As the title of the post suggests, photography is a great resource for the painter. A photograph can be a work of art itself with the limitations of photographic optics often contributing to the artistic effect. One ‘limitation’ of the lens is ‘depth of field’. This onetime ‘limitation’ is very popular nowadays. The photo on the left illustrates ‘depth of field’. The flower is in focus and the background is out of focus. Whatever precise point the lens is focused on, a short distance in front of and behind is also ‘in focus’. This distance is controlled by the aperture setting in the lens (the F numbers, eg 4, 5.6, 8 etc.) and is the ‘depth of field’. A very high F number would have made the background sharp and, in this case, ruined the photograph. It is very much a photographically induced image.
And so to the point of this post. Using a photograph as a reference for a painting is very useful. But including this ‘photographic effect’ in a painting, is painting what a camera sees and not what a person sees. It is not one and the same thing. When I see this effect in a painting it seems to me that the artist copied the photograph and was not using the photograph as an ‘aid’ to producing the painting.
In a still life painting, for example, when the eye focusses on an object in the painting, the brain blurs the other parts of the painting and as one moves from item to item in the painting this is continually happening. Of course you have to ‘isolate’ objects but you do so by more subtle means than ‘photographically’ blurring other areas.
I think this is why a realist still life painting looks more ‘real’ than the photograph of the same objects. I have never heard the comment “I could almost touch these objects” in reference to a photograph but its a common comment when viewing a painting.

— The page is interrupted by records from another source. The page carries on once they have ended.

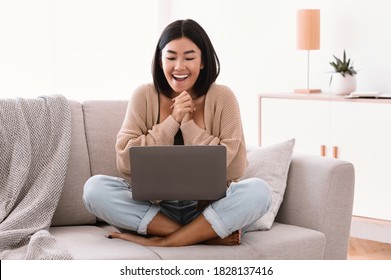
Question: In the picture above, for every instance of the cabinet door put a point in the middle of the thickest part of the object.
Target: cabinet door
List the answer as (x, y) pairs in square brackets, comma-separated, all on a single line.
[(305, 120), (362, 133)]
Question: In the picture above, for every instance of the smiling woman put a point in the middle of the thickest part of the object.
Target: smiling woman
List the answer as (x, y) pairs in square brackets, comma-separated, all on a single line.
[(184, 106), (181, 63)]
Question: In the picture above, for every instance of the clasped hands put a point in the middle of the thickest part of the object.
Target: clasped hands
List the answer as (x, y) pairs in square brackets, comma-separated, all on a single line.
[(183, 107)]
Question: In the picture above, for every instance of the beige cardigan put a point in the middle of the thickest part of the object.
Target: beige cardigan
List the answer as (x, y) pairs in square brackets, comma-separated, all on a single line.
[(223, 126)]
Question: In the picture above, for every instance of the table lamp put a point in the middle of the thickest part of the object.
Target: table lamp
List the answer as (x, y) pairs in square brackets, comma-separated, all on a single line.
[(308, 38)]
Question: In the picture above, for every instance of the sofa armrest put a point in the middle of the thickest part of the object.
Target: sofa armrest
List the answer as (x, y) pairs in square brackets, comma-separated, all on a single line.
[(319, 196)]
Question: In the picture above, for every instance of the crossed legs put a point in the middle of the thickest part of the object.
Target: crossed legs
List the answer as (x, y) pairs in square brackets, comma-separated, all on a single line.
[(168, 233), (110, 199)]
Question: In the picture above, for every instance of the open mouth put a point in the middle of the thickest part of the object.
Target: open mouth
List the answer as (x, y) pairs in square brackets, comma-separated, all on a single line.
[(180, 78)]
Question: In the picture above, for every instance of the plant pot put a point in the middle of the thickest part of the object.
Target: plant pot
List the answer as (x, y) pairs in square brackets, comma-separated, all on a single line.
[(343, 85)]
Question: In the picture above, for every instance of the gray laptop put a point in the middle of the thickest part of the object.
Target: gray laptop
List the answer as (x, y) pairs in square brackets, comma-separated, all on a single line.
[(178, 172)]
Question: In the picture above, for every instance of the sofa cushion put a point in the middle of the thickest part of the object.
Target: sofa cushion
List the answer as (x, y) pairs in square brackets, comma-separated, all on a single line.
[(90, 243), (292, 243), (103, 120), (70, 209), (272, 165)]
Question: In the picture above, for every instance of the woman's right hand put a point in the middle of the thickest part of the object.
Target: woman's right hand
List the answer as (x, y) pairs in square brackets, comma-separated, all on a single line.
[(183, 106)]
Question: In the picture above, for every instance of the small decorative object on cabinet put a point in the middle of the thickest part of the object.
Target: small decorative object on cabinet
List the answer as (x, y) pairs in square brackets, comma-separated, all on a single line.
[(343, 79)]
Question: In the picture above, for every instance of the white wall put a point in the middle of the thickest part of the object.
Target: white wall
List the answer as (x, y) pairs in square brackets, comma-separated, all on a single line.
[(103, 48)]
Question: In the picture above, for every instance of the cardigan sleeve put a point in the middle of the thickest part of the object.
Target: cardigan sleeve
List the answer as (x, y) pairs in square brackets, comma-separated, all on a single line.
[(139, 127), (224, 127)]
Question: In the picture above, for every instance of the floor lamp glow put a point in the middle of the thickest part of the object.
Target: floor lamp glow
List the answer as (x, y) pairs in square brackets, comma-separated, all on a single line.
[(308, 38)]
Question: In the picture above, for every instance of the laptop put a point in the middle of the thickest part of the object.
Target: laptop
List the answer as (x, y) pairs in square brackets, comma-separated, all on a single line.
[(178, 172)]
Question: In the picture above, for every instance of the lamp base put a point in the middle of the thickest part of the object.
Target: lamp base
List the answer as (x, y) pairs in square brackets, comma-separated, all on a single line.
[(308, 90)]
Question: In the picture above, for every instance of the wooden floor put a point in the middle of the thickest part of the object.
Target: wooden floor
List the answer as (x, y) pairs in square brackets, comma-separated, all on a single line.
[(363, 249)]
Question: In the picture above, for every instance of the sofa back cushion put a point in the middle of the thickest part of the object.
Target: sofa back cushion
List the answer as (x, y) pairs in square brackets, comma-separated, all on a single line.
[(103, 120), (70, 209)]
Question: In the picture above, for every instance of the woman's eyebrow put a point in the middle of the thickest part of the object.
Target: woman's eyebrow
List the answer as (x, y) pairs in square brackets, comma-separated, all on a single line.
[(186, 52)]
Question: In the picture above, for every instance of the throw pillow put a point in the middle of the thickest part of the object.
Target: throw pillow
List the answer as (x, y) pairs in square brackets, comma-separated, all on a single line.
[(271, 164)]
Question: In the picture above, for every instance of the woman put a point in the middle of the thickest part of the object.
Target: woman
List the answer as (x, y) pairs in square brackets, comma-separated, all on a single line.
[(183, 106)]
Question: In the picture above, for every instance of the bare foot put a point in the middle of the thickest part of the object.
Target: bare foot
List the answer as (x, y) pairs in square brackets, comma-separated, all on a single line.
[(145, 241), (231, 240)]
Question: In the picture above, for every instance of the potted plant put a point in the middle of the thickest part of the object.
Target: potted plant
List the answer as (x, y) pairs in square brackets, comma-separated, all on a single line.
[(343, 79)]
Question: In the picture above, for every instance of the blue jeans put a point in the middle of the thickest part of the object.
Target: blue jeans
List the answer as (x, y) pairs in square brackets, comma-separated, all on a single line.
[(110, 199)]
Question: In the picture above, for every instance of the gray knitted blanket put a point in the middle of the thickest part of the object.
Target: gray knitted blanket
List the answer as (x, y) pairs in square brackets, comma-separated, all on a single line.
[(34, 149)]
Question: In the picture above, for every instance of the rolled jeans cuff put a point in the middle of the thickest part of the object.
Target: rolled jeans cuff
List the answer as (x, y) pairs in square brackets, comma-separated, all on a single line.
[(151, 213), (215, 221)]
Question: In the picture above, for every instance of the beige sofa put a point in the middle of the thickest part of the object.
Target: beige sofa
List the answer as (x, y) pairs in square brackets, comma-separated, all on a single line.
[(313, 221)]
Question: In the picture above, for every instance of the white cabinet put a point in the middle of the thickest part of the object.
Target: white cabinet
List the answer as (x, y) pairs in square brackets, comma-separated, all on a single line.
[(358, 131)]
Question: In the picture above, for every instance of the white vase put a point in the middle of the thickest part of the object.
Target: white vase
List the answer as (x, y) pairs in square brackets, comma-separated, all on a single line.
[(343, 85)]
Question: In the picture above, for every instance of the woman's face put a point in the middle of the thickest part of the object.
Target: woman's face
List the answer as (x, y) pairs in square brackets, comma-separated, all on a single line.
[(181, 63)]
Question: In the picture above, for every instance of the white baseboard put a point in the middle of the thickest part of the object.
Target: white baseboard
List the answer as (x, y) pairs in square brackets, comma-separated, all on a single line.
[(372, 229)]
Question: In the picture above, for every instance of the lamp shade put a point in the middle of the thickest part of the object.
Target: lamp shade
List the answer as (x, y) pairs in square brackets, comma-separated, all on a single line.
[(308, 29)]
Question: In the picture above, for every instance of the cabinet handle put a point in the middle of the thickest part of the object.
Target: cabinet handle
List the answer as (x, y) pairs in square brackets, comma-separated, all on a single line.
[(335, 152), (323, 150)]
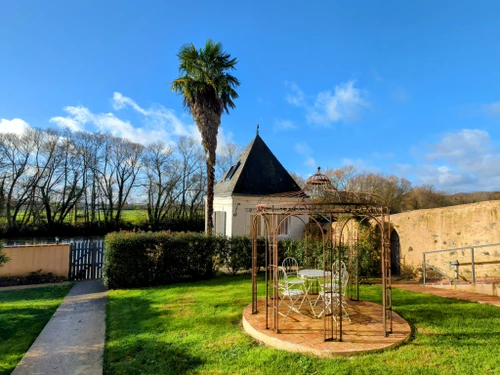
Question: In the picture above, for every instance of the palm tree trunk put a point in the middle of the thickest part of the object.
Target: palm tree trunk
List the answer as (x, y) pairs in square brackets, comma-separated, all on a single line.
[(208, 121)]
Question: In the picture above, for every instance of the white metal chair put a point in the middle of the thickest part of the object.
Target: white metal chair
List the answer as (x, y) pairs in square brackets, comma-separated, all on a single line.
[(292, 298), (291, 267), (330, 294)]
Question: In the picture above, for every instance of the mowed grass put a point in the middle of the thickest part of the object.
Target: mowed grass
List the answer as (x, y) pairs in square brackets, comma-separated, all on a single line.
[(23, 314), (194, 328)]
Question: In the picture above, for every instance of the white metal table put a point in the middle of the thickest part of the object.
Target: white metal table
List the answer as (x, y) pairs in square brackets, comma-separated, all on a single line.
[(311, 275)]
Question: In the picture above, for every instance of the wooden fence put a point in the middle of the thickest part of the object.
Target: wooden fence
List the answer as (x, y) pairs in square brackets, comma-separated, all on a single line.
[(86, 260)]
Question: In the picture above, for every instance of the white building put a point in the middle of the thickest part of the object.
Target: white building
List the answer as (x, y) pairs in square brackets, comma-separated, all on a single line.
[(257, 173)]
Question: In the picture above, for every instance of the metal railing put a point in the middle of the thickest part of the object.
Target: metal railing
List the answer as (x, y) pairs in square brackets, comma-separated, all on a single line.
[(456, 263)]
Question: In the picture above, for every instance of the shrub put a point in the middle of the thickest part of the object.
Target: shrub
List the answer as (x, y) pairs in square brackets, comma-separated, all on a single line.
[(3, 257), (146, 258)]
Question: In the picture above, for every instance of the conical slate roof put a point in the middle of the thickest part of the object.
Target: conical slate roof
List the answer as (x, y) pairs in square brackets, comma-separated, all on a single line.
[(256, 172)]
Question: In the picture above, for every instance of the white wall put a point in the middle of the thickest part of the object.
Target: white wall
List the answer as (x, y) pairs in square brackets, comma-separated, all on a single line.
[(239, 210)]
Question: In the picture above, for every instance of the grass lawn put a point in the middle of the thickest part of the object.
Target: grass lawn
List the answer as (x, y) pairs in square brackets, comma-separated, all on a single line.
[(23, 314), (194, 328)]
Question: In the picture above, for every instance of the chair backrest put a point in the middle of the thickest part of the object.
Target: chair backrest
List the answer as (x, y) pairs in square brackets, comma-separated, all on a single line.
[(340, 274), (291, 266), (282, 279)]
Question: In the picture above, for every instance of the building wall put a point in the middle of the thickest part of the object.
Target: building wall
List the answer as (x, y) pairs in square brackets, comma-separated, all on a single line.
[(451, 228), (238, 216), (31, 258)]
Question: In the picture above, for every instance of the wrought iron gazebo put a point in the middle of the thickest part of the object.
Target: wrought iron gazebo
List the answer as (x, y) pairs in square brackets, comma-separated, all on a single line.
[(344, 212)]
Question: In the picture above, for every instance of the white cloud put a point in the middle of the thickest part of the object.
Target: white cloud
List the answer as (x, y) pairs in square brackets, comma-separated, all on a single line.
[(400, 94), (305, 150), (156, 122), (297, 96), (310, 162), (16, 125), (281, 124), (345, 103), (492, 108), (462, 161)]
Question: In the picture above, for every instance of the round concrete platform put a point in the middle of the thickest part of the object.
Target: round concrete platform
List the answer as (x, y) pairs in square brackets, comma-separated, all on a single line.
[(304, 333)]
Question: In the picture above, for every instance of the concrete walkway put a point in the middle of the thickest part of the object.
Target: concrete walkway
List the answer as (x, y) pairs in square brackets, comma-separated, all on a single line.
[(72, 342)]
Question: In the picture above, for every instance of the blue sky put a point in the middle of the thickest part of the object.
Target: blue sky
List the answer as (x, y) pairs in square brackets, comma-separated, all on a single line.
[(393, 87)]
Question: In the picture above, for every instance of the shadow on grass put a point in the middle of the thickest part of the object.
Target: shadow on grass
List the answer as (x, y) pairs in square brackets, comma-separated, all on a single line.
[(140, 339), (23, 314)]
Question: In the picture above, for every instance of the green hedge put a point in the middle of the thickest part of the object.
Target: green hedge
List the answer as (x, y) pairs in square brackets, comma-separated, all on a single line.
[(139, 259), (153, 258), (3, 257)]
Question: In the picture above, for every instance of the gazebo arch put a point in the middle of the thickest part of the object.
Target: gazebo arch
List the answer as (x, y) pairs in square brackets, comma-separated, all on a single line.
[(345, 212)]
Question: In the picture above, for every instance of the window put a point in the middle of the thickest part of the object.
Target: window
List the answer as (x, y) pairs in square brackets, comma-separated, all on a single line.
[(220, 222), (256, 225), (284, 228)]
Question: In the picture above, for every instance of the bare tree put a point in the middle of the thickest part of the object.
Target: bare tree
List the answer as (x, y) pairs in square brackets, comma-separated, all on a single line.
[(163, 175)]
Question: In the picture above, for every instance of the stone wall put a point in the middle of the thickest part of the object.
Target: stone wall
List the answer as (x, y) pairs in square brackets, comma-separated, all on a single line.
[(452, 228)]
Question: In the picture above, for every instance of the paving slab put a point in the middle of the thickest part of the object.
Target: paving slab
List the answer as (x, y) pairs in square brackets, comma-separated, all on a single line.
[(72, 342)]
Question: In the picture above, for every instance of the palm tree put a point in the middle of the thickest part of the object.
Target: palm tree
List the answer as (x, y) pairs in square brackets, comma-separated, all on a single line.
[(208, 91)]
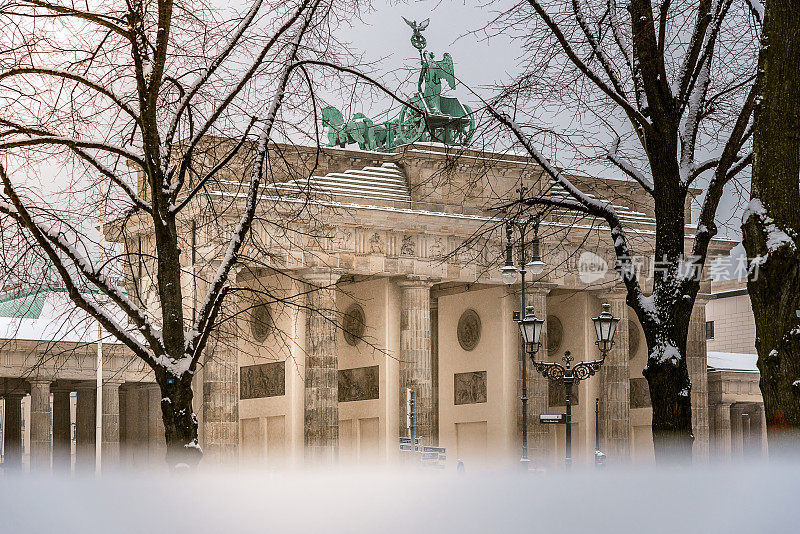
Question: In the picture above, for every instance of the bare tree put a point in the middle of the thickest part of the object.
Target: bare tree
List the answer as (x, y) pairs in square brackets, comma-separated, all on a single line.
[(157, 98), (771, 223), (675, 78)]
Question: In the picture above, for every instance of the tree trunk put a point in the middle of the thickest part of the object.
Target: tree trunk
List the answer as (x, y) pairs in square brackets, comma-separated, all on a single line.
[(180, 425), (771, 226), (667, 375)]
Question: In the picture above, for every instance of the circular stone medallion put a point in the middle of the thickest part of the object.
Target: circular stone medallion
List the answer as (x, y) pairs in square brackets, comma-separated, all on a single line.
[(555, 334), (260, 322), (469, 330), (353, 324)]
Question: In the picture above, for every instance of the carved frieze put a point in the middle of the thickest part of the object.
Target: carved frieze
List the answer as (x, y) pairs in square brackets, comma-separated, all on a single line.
[(262, 380), (557, 393), (359, 383), (469, 388)]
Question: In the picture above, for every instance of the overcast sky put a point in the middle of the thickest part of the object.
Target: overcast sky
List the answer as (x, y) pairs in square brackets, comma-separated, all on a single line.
[(479, 60)]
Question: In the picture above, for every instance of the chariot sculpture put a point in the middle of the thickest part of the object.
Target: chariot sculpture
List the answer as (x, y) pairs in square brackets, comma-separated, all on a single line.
[(426, 115)]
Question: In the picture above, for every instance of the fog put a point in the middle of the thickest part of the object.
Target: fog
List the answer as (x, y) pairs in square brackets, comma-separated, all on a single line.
[(734, 498)]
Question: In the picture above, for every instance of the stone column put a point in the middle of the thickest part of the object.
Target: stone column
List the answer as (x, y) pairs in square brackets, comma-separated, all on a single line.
[(764, 446), (538, 402), (697, 362), (111, 425), (737, 436), (12, 437), (321, 391), (156, 440), (722, 431), (85, 423), (746, 414), (435, 371), (614, 393), (415, 355), (40, 424), (62, 453), (221, 392), (124, 440)]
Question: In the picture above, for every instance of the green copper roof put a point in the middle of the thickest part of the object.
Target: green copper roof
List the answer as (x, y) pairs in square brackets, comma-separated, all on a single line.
[(24, 305)]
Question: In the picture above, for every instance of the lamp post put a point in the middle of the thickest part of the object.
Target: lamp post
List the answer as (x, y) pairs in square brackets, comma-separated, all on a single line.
[(605, 327), (509, 271)]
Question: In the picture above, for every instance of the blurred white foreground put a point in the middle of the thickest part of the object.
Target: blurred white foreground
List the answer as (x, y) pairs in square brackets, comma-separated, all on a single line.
[(750, 498)]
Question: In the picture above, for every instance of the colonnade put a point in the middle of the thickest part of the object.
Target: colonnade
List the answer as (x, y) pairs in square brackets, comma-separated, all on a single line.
[(739, 430), (129, 424)]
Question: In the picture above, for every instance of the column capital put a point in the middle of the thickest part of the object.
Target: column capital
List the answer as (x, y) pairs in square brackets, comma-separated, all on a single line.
[(40, 380), (321, 276), (412, 281), (617, 292), (540, 288)]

So, in a nutshell, how do you go about ‘isolating’ an object in a painting?
Christine
Thanks for the comment Christine. In a nutshell, manipulate the scene by placing objects on backgrounds which are different in colour, tone, texture, etc. In a recent painting, ‘Wood Cutters’, I placed the wood cutters in front of the plume of smoke, so their colours can be the same as the rest of the painting. Placed anywhere else and they would not have been seen. The figures in ‘Picnic in the Wood’ are bright vivid colours, not used anywhere else in the painting, otherwise they would not have been seen. Blurring the background, like ‘out of focus’, is not how we see the world. We are programmed to differentiate shapes from the background and we do not do this by blurring the background. When viewing a scene in a painting, the eye must be able to scan the whole scene as you would in nature. The art of landscape painting is constructing the scene which looks ‘natural’, but is in fact a series of measures designed to assist the viewer in seeing what the painter wants to be seen.
Many thanks for your time, I shall endeavour to follow your advice!